SAĞLAM DİŞİ ÇEKTİRMEK


Desem ki “özel hastaneye yatmadan önündeki duraktan taksiye binin”, “ne alaka” dersiniz. “İlginç konu bulmak için saçmalıyor” da diyebilirsiniz. Fakat dediğimi kendim yapsam şu an her şey bambaşka olabilirdi.



Çocuk sahibi olmadan her duyduğumuza kulak kabarttık, her şeyi okuduk, her olasılığı değerlendirdik fakat en gerekli şeyi yapmamışız. Yapsak her şey bambaşka olur, birkaç bin dolar da cebimizde kalırdı.



Çocuğun doğduğu akşam taksiye bindim:

-Ömürlü olsun abi, sezaryen değil mi?

-Nerden bildin?

-Bunca yıldır bu duraktayım. Daha bu hastanede normal doğum duymadım.

Evet, gerçek çıplak ve yalın bir şekilde taksicinin ağzından döküldü suratımıza çarptı. O gün doğan on bir çocuğun hepsinin sezaryen doğması tesadüf değil demek. Ne de olsa sezeryan normal doğumun üç katı fiyatına.

Peki, hastanenin zemin katında içilen sigara (o zamanlar her yerde sigara serbestti) dumanının yukarıdaki hasta odalarına kadar çıkması hangi tıbbi gereklilikten kaynaklanıyordu?
***
-Bir araba hastane bahçesinde nasıl mahsur kalır?

-Özel hastane bahçesi değil mi?

-Nereden bildin?

-Bilmek çok basit, hastaya ameliyat önerilir. İkna etmek için de ameliyatın küçük bir operasyon olduğu, birkaç gün içinde hastaneden yürüyerek çıkabileceği söylenir. Bunun üzerine hasta arabasını hastane bahçesine park eder. Birkaç gün kalacağı için arabanın örtüsünü de örter, hastaneye yatar. Çıkışta arabasına binerek gidecektir evine. Fakat ameliyat basur ameliyatıdır ve on beş gündür yüzükoyun yatmaktadır evde. Hastaneden binerek çıkmayı düşündüğü arabası ise mahsur kalmıştır hastane bahçesinde.
***
Geçenlerde bir arkadaşı gördüm. Kalbi için kontrole gideceğini söylemişti. Ertesi gün akşamı duydum ki açık kalp ameliyatı olmuş. Uzmanı değilim ama devlet hastanesinde lazerle göz ameliyatı olacak babam tepeden tırnağa kontrolden geçirilmişti.
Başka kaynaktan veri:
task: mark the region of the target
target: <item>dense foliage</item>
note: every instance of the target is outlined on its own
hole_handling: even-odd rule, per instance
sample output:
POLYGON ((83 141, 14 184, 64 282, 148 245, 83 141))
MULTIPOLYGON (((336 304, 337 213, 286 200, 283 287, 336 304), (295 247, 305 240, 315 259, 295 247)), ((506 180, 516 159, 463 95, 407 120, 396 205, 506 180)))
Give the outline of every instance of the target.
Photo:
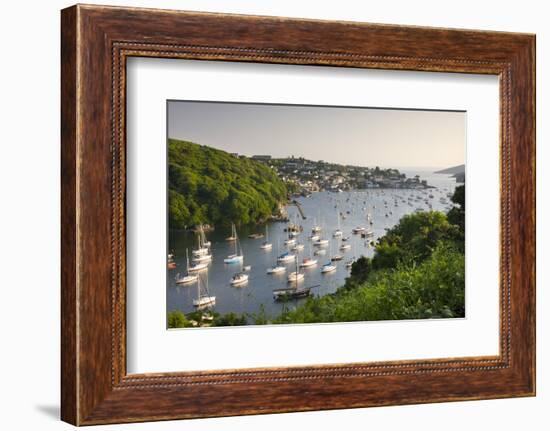
POLYGON ((287 197, 263 163, 175 139, 168 140, 168 188, 171 229, 259 223, 287 197))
Nedenini sorduğumda , her ameliyat öncesi yapılması gereken bir  kontrol denmişti. O nedenle bu arkadaşın bir günde açık kalp ameliyatı olması dikkatimi çekti. Gittim ziyaretine. Arkadaş, devlet hastanesinde sıra beklememek için muayene için uğradığı özel hastanede açık kalp ameliyatını olup çıkmış. Tıp, tetkik yapmadan ameliyat edilebilecek kadar gelişmişti demek.

Tamam, para girdiği her yeri her şeyi bozar, biliyorum. Fakat insan sağlık olunca sanki bir ilke, prensip var sanıyor. Ne de olsa yemin var işin ucunda. Oysa örnekler hep aksini söylüyor. Yirmi yıl önce gel ameliyat edelim denilen sorunumla gül gibi yaşıyoruz hala. Daha geçen yıl, cerrahın “burada ameliyat şartları yok” deme dürüstlüğünü gösterdiği özel hastanede ameliyat için altı bin lira isteyen hoca gördüm.

Diyeceksiniz ki “gözleri kör olan köylüler için mi yazdın bu yazıyı? Evet, onlar için ama bir farkla, yorum farkıyla. Yıllar önce Aziz Nesin’in bir hikayesini okumuş ve çok gülmüştüm. Köye bir dişçi geliyor. “Hazır dişçiyi bulan köylü sağlam dişi bile çektiriyor” diyor hikaye ve ekliyor:

-Nasılsa çürümeyecek mi?

Evet, yıllar sonra hikaye gerçek oldu. Köye dişçi yerine bu sefer göz hastanesi ekibi gelmiş. Tarama da ameliyat da bedava. Böyle olunca kaçar mı ameliyat. Gözler kör olmuş kapanmış. Olsun, nasılsa bir gün kapanmayacak mı?